Like a completely refurbished “pre-owned vehicle,” Al Gore seems to be positioning himself to Hillary Clinton’s left and as greener than John Kerry for a run at the 2008 Democratic nomination for president. His slogan might well read “reelect Al Gore.”
Yes, he probably will try to run at least partially on the “I really won in 2000, so it’s only fair to get a do-over” strategy. His delusion on this topic is as complete as that of the Kos Kidz. Unfortunately for Mr. Gore, quite a bit of analysis has gone into the results of the 2000 election, and by any fair measure it has been proven that no number of legitimate recount strategies would have won the race for him. The only recount method that would have changed the outcome required the baldest and most partisan cherry-picking of ballots, and to Al’s eventual disappointment, these were findings from studies done by the people that wanted him to win the most: the editors of the NY Times*.
* I'm going on memory on this point, but I will research this later.
Update:
I'm glad I looked that up. There's a paragraph about it on Wikepedia: http://en.wikipedia.org/wiki/U.S._presidential_election,_2000, but they don't seem to provide permalinks for each paragraph (something that mystifies me given the length of some of the entries), so scroll down until you find "The Florida Ballot Project recounts."

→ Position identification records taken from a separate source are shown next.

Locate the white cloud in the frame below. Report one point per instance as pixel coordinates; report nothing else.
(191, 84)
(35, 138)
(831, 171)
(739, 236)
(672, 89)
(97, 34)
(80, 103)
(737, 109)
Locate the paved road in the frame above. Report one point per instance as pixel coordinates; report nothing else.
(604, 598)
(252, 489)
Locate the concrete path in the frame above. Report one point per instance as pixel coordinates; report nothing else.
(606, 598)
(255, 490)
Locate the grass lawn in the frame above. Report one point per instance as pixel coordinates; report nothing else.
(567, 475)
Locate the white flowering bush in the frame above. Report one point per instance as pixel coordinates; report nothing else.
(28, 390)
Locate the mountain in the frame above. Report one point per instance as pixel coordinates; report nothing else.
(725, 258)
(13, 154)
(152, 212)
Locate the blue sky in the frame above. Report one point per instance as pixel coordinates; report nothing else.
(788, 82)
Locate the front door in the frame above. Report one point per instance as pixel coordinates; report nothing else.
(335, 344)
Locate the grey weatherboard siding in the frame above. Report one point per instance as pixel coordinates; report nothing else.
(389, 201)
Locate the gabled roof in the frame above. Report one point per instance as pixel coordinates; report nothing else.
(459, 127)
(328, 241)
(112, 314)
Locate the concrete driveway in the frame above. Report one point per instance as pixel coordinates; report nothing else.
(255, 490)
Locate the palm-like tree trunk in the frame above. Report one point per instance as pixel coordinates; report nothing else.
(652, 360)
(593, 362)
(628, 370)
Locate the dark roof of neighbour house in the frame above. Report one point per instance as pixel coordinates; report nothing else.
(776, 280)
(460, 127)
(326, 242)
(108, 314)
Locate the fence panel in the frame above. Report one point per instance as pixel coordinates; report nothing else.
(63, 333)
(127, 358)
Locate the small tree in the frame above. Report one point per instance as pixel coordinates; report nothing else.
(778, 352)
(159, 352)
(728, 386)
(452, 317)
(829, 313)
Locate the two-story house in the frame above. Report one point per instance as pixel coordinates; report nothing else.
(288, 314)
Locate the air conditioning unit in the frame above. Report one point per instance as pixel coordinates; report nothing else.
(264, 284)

It turns out there were eight different recount strategies tested. Gore won four and Bush won four. There can't be a tie, though, so I'm going to apply a self-serving tie-breaker: when Gore won, it was by a maximum of 171 votes and a minimum of 60. Bush won by a minimum of 225 and a maximum of 537. The higher number is the result that eventually got certified. Questions about which of the different recount strategies should have been used in the final decision are certainly valid and can be debated endlessly, but obviously your position will depend on your desired outcome. I choose, therefore, to state that the winner is the candidate with the higher average number of votes gained by recount, and that is George W. Bush.
Regardless. I still contend that this is not a winning strategy for Gore. I clearly remember nodding in agreement at the Sore-Loserman 2000 bumper stickers that eventually showed up after the eldction debacle had gone on far too long. Back then, I wasn't nearly as sympathetic to Joe Lieberman as I am now. (I wanted Joe to get the nomination in 2004 - there is a very real chance that I would have cast the first Democratic presidential ballot in my life) The point is, whining about the past is not the way to convince me you have a plan for the future. We had plenty of that in 2004, and it was a pointless waste of time and energy.
Also of note, as I stated the recounts were funded by newspapers, but the Wikipedia article doesn't specifically mention the NY Times. It does name the Washington Post as one of the funding organizations, though. As they say in darts, right church, wrong pew.